South Korean President Moon Jae-in said Wednesday the presence of U.S. troops in South Korea has nothing to do with signing a peace treaty with North Korea.
The president’s remarks came after top advisor on unification and national security affairs Moon Chung-in wrote in an article, published in Foreign Affairs, “It will be difficult to justify [U.S. forces’] continuing presence in South Korea” after the adoption of a peace treaty.
Moon and North Korean leader Kim Jong Un agreed in their Panmunjom Declaration last week the two Koreas would seek a formal end to the 1950-53 Korean War and pursue a peace treaty.
However, the idea of a peace treaty has raised concern among security experts and opposition politicians, who say it could be deemed the equivalent of a non-aggression pact — which could remove the grounds for the U.S. nuclear umbrella and military forces to be present in the South.
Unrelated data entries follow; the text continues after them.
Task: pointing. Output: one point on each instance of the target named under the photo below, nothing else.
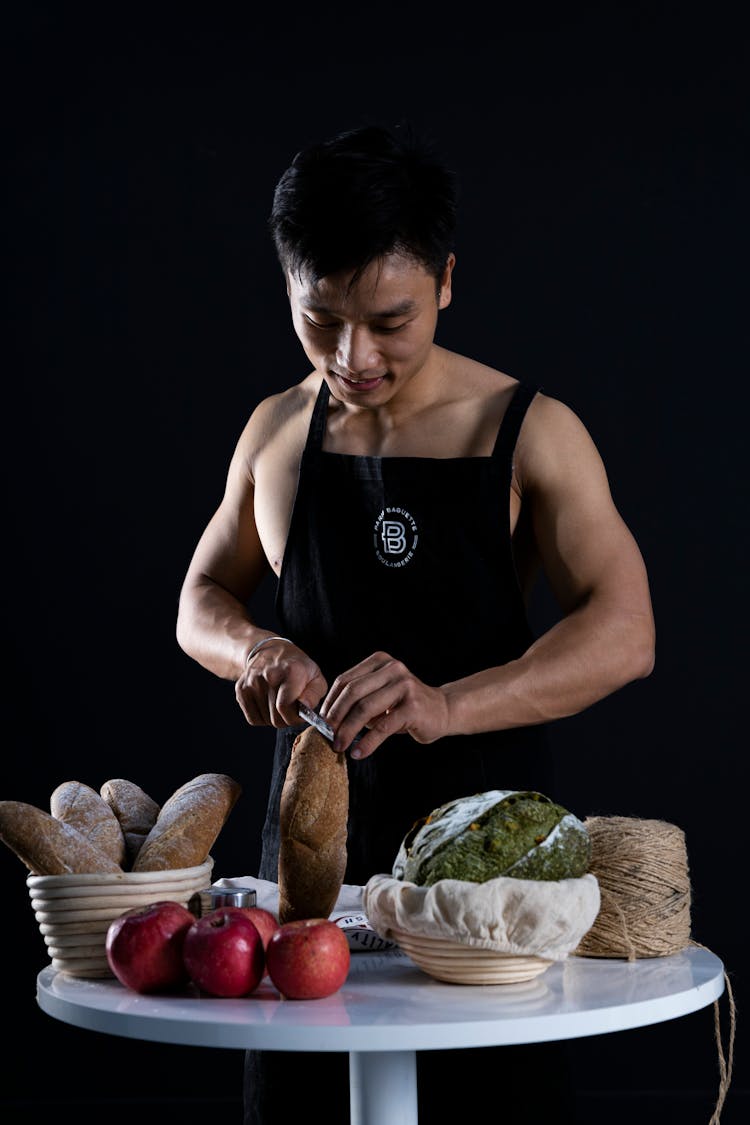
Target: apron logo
(395, 537)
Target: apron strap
(507, 434)
(316, 432)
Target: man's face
(371, 340)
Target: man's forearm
(216, 630)
(581, 659)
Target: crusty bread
(134, 809)
(48, 846)
(314, 813)
(86, 810)
(188, 824)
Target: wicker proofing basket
(464, 964)
(74, 911)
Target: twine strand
(644, 884)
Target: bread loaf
(134, 809)
(188, 824)
(48, 846)
(86, 810)
(475, 838)
(314, 813)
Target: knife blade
(315, 720)
(309, 716)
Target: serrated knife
(315, 720)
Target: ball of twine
(642, 871)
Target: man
(405, 496)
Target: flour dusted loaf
(48, 846)
(188, 824)
(86, 810)
(524, 835)
(135, 811)
(314, 813)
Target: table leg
(382, 1087)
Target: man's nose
(357, 351)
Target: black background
(602, 252)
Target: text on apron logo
(395, 537)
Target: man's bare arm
(604, 640)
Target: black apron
(410, 556)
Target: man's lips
(360, 384)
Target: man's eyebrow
(403, 308)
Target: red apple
(223, 953)
(144, 946)
(308, 959)
(265, 924)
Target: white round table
(388, 1009)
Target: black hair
(369, 191)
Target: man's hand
(274, 680)
(381, 695)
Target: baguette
(82, 808)
(134, 809)
(314, 812)
(48, 846)
(188, 824)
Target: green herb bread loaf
(524, 835)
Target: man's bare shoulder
(280, 421)
(554, 443)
Seoul’s presidential spokesman Kim Eui-kyeom said Wednesday that Moon, in a meeting with his top aides, denied the presence of U.S. troops has anything to do with replacing the current armistice treaty with a peace accord, No Cut News reported.
He also said the president’s remarks were conveyed to the special advisor, who was told not to cause confusion regarding Moon’s stance on the issue, Yonhap reported.
A senior presidential official told reporters the same day that U.S. troops will be needed in Korea, even after a peace treaty is concluded.